By Shay Totten | Vermont Guardian
Posted October 27, 2006
At a recent debate before a roomful of energy industry insiders, Democratic gubernatorial hopeful Scudder Parker charged that incumbent Gov. Jim Douglas has failed to lead on the issue of finding how out Vermonters will heat or power their homes and businesses in the coming decade.
In 2012, the license for Vermont Yankee (VY), the state’s only nuclear power plant, expires, and in the four years following, contracts with Hydro-Quebec will also expire.
“How can you talk about an affordability agenda and not talk about energy?” asked Parker, referring to Douglas’ campaign theme — the Agenda of Affordability. The line was one of a few that Parker delivered which drew applause from the audience.
In response, Douglas said Vermonters have other issues on their minds when he talks to them. “To be perfectly honest, and I know it’s impolitic to say in this room, but I go around the state and talk with thousands of Vermonters. It’s property taxes, the cost of housing, high tuition at our colleges, and the cost of health care that are most on their minds,” he said.
Douglas’ failure to lead has become a campaign theme of late for Parker.
“I think the reality is that Jim Douglas is unfamiliar with the concept of running on your record,” said Parker. “When he first ran for reelection, he could sort of duck and weave and say that he was still dealing with the problems created by the Dean administration, but now after four years in he is responsible. And, rather than running on a record of performance, he is running on an agenda of affordability which I believe is implicitly a critique of his own failures to lead.”
On energy, Parker said during the Oct. 19 debate that “Jim Douglas has a record of non-performance on energy. He has failed to plan, and when he has planned the plan ... when he has not acted, he has missed opportunities.”
Douglas countered that his administration is planning for the future. He is trying to ensure that Hydro-Quebec remains a part of Vermont’ s electric supply. A federal review has begun on Entergy’s proposal to extend VY’s license, and he said the state will pay close attention to that review.
“I think there are some trying to inflame the discussion and manufacture a crisis that doesn’t exist,” said Douglas.
On the broader issue of being ineffective as a leader, Douglas says if he were a challenger he’d probably find something to complain about, too.
“I think people do feel good about the state generally and the progress we’ve made,” said Douglas. “We haven’t made enough and we have more to do over the next couple of years, which is why I laid out my affordability agenda earlier this year.”
Douglas said it’s a theme that has resonated with Vermonters.
One proposal that has caught the attention of voters is a cap on the increases in local school budgets, to keep them from rising at rates faster than that of inflation. Schools that are seeing an increase in population would be allowed to increase their budgets to match the need, and residents — by a more than 60 percent margin — could vote to override the cap. Also, capital costs and special education funding needs would be exempt from the cap.
Parker says the proposal is merely symbolic as it doesn’t address what is driving up the costs of school budgets in Vermont: Health care, unfunded mandates from Washington, and energy. Parker said the state must also look hard at the possibility of helping some schools to consolidate, thereby sharing more resources and lowering costs.

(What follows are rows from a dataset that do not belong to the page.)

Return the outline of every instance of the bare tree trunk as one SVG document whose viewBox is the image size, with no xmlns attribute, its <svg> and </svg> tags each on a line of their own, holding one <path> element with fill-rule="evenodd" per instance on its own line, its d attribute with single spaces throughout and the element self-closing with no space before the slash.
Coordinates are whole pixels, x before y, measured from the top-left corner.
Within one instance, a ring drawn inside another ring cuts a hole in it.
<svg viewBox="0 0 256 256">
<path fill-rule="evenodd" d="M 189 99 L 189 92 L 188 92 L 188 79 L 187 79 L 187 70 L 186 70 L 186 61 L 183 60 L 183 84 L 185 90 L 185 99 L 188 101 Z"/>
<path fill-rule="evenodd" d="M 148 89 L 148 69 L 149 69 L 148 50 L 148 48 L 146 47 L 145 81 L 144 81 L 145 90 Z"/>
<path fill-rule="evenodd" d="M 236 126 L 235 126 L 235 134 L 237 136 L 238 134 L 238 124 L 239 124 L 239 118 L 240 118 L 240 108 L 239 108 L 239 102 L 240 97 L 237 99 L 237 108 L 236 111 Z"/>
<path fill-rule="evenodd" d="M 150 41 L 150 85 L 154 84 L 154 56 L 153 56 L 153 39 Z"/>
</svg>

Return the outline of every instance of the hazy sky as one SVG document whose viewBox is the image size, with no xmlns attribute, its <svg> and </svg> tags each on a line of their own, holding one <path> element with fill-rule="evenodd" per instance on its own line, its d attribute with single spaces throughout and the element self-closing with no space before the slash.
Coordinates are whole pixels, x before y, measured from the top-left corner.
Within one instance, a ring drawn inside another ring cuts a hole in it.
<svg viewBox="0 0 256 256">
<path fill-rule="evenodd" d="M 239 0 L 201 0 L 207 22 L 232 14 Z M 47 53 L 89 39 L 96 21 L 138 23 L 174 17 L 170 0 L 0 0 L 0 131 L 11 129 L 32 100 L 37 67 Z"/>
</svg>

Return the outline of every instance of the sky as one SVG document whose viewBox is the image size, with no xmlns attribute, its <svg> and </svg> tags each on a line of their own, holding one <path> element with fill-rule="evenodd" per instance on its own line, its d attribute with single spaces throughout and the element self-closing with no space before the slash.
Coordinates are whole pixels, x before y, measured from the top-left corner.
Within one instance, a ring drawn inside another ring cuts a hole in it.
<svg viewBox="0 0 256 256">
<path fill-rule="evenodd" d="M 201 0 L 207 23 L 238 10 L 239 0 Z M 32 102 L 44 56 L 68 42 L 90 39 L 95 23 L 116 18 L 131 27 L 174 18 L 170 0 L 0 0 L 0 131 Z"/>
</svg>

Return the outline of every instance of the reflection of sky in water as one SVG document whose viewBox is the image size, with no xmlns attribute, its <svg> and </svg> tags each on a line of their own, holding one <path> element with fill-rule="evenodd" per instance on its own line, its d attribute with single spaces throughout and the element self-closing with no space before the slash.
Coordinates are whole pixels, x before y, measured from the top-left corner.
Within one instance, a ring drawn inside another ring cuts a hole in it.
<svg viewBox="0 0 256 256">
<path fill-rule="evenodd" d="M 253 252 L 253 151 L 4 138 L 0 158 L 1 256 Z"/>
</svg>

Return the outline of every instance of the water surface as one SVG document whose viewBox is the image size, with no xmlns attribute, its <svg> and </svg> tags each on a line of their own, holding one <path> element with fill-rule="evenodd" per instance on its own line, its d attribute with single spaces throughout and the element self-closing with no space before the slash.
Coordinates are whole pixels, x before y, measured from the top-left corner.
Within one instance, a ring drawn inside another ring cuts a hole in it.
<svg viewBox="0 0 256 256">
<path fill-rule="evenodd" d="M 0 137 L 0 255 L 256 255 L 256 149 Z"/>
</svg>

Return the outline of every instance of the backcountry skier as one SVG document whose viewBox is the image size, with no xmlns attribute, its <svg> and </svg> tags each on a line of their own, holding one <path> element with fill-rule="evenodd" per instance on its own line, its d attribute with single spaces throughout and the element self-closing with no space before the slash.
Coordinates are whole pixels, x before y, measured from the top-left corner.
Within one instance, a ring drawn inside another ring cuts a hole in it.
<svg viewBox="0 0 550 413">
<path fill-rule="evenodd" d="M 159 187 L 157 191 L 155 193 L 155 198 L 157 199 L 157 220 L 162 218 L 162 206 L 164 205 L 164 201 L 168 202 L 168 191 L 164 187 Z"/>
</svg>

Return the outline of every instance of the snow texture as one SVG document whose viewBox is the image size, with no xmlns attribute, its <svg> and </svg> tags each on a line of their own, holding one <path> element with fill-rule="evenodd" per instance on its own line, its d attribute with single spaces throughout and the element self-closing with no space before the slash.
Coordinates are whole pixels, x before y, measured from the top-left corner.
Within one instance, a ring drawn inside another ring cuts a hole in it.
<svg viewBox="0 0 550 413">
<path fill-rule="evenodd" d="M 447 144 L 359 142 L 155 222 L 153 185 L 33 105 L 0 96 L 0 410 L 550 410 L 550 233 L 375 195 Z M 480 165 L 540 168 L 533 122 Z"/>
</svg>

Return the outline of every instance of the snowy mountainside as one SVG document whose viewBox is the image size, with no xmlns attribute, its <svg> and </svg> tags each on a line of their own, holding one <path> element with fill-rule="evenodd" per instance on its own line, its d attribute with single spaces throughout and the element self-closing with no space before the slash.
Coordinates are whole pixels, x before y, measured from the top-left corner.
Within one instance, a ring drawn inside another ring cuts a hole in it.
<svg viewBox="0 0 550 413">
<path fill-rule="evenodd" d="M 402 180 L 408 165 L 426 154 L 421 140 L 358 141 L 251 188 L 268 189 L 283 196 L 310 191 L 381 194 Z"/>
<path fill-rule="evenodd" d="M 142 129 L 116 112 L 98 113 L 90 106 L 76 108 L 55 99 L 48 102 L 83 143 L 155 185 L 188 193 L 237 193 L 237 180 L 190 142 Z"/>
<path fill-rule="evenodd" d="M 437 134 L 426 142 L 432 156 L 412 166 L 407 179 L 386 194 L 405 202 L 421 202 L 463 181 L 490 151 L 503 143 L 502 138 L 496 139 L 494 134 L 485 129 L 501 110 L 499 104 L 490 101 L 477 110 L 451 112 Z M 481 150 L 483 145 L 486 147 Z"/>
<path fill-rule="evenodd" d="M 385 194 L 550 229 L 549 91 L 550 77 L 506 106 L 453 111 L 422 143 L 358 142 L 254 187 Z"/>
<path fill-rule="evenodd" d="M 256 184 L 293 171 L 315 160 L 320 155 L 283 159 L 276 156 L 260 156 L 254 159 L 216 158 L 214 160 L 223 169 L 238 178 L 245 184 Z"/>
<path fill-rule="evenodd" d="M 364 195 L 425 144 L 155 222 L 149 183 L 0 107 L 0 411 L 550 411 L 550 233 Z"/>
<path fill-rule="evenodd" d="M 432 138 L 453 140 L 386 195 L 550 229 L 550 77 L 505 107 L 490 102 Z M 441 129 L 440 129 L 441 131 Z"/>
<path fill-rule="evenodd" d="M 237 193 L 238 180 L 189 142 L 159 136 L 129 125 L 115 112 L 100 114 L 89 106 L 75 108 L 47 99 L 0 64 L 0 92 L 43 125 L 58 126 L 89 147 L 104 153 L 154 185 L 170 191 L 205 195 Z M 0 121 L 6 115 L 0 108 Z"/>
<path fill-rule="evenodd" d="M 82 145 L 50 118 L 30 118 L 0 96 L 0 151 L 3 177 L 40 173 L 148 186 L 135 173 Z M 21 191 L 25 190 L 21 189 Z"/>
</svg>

Parker said Douglas proposed decreasing income sensitivity for some Vermonters, and funding some projects out of the Education Fund, moves which would have raised property taxes by nearly $22 million. This, Parker says, contrasts with the public image Douglas is trying to exude.
“What Jim really wants to do is have all attention focused on the property tax and he hasn’t done anything structural on the issues that are raising taxes,” said Parker. “What he really wants to focus on is an anti-tax message.”
As part of that anti-tax message, Douglas and his allies often point to recent U.S. Census data that places Vermont at the top of the heap in terms of per capita state tax burden, and to help ease that burden the state needs to attract more employers.
Critics have taken issue with that assessment, saying Vermont’s shift to a statewide property tax to fund education skews the data compared to other states. And, they say that Douglas’ claims of job growth are not near the reality.
Douglas like to claim that since he has taken office the number of “employed” people has risen by 12,000.
A recent analysis by Working Vermont, a coalition of labor unions, found that many of these jobs are self-employed positions, which often means limited, to no, benefits and security. And, of the private sector jobs that were created, many are paying, on average, less than the jobs they replace. This is mainly due to the loss of about 2,000 well-paying manufacturing jobs.
Douglas, however, doesn’t buy their argument and says their figures are just plain “wrong.”
“Obviously there has been some growth in the retail sector, but a lot of growth has been in health services, education, and professional services and financial services,” said Douglas. “The bottom line is that we ended the fiscal year with $35.75 million in surplus, so our fiscal strength is good and that’s because people are working at good jobs and paying taxes.”
But, he agrees with Working Vermont’s analysis that family incomes aren’t rising fast enough, and that is contributing to what he calls an “affordability crisis.”